Part of what makes a Bergman movie such a pleasure to watch is not only its simplicity, but the actors and actresses. A Bergman movie would fall apart without its cast; they're so good that a stupid American like me has no trouble picking up on the nuances and sarcasm in their exchanges. In Smiles of a Summer Night, you can feel how tense and awkward Henrik and Anne are with each other. His angst is typical of the Bergman to come, but it's understandable: his father is married to a woman younger than he. I'd be stressed too if I had the hots for my stepmother. Bergman seems to love populating his movies with unbelievably attractive women, and Smiles is no exception. Desiree (Eva Dahlbeck) is as charming as Debbie Reynolds and as sexy as Marilyn Monroe. She's a strong, experienced person able to stand on her own—a clear contrast to Anne's virginal fragility.

Contrast is one of those bread-and-butter components seen in a lot of film, but what I like about Bergman is his failure to live and die by that rule. I love how Carl-Magnus says something like "women can never seduce a man" while Fredrik says "it is always the man being seduced." Yet in spite of these differences, they are both men and don't live and die by their rules. Carl-Magnus' wife, Charlotte, indeed makes him jealous; she's not the good little wife that'll sit at home knitting while he fools around. Other bits of dialogue, like how Carl brazenly tells his wife: "I'll tolerate my wife's infidelity, but if anyone touches my mistress, I'll become a tiger." But then he tells Desiree with same sense of entitlement: "I can tolerate someone dallying with my mistress, but if anyone touches my wife, I become a tiger." This callously masculine declaration to both is a front. Seeing him say it twice with almost identical phrasing is a playful, comic way of laying bare his insecurities. The front of machismo he puts up betrays itself; it fails to belie the desperation he has in maintaining that image of masculine independence.

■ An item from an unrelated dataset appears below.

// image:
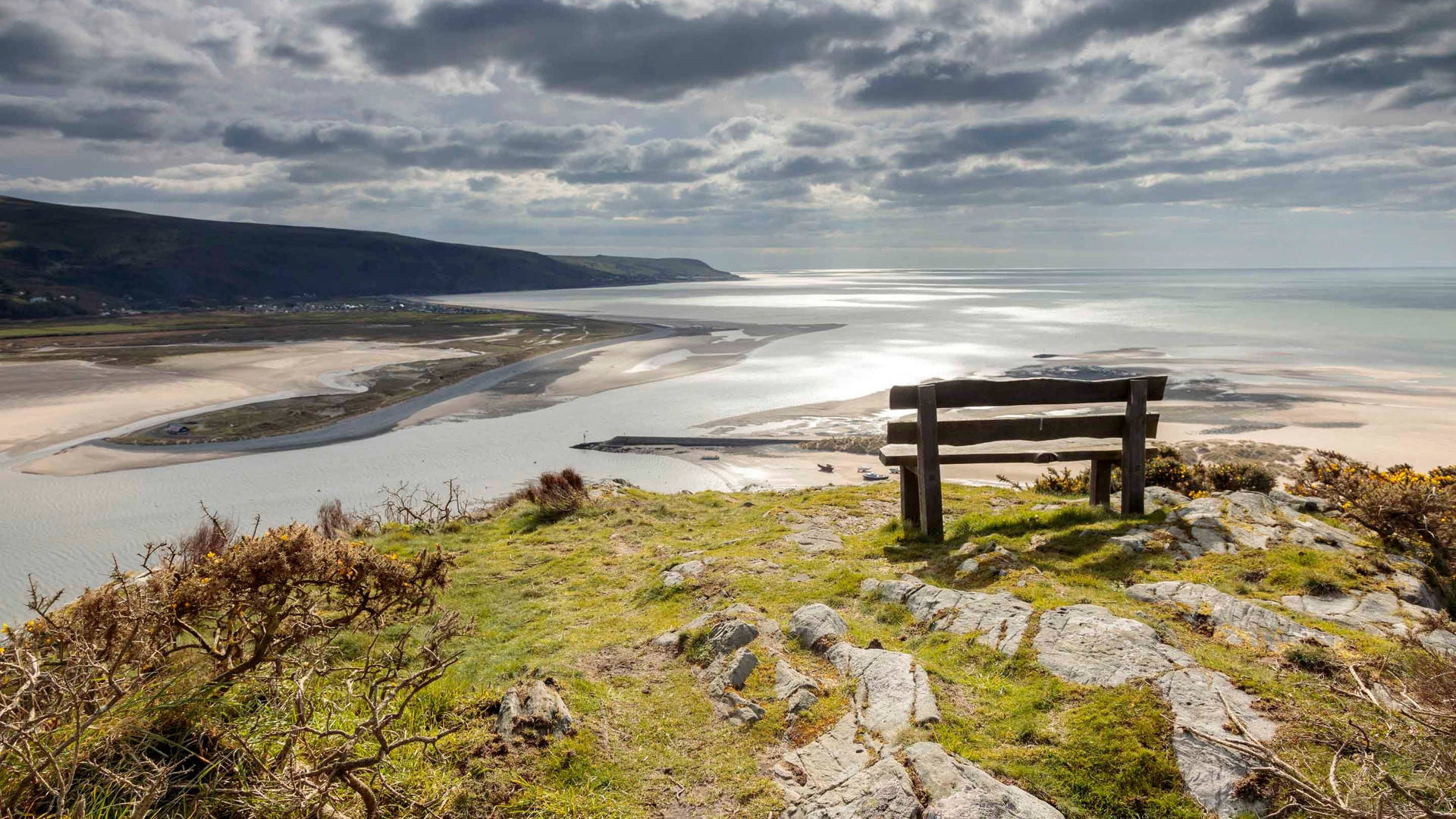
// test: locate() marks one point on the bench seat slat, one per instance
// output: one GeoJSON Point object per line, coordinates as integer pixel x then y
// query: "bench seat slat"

I could continue, but I realize it's probably better to just see Smiles of a Summer Night. In a way, I'm starting to feel that dissecting a movie completely is a good way to destroy what was magical about it. It's better to be engrossed by Bergman's storytelling and his memorable characters; it's better to simply get swept up in the ride. I almost always get that feeling of "what the heck am I doing in life" when I watch a Bergman movie, but I never feel depressed after watching them. It's good to know you're not alone.